In Venango County, we still talk about the flood of 1926. But that flood was just the beginning of an unusually heavy load of water that became the Mississippi flood of 1927, one of the greatest natural disasters in US history.
John M. Barry’s work captures the flood in its totality, showing how the flood was tied to many threads of American life—race, class, politics, and science.
Engineers had long argued about the river, a battle of conflicting theories and clashing egos that set the stage for disaster. It’s a tremendous example of how policy by compromise and politics can set the stage for disaster. Once the river rose, politicians and engineers had to decide which of the people and homes in the river’s path would be defended, and which would be sacrificed to relieve some of the enormous pressure.

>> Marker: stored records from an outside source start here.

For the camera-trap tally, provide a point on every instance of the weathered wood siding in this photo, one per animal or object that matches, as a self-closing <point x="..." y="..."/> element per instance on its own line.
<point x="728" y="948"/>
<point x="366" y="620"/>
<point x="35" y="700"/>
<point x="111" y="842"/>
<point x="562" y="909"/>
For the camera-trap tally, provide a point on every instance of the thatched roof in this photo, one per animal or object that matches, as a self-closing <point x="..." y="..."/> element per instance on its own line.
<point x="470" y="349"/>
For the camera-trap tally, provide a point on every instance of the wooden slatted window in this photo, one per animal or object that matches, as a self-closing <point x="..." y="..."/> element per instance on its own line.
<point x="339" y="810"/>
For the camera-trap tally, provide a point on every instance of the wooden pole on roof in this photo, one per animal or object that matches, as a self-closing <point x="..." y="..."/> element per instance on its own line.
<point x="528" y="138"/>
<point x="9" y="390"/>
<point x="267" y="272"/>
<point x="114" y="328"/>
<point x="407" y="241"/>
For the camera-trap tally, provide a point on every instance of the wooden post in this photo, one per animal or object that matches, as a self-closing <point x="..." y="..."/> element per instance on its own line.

There are many echoes of our own era. Barry portrays the political battles: on one side, rural populists who railed against “non-Americans” and the privileged, and, on the other, the moneyed elite who used power and wealth to control the destiny of their communities. It was the great flood that boosted the political careers of Huey Long and Herbert Hoover, and sparked a wave of black immigration to northern cities. And choices about how to handle the big river have continued to have consequences up through the Katrina disaster.
With brutal balance, Barry brings to life historical figures who had moments of greatness and moments in which they were horribly wrong. Barry conveys the enormous scope of this event. This reads more like a novel than history, but filled with richness of detail that only comes from a historian who has done his homework. We see the rising disaster and the response from a variety of perspectives, the decisions about who and what to save, influenced by politics, money and race.
It is not a happy or heroic book. The flood was a massive challenge, and Southern leaders did not always respond successfully. Barry shows that while nature may do the grand and unexpected, it takes man to turn it into a disaster.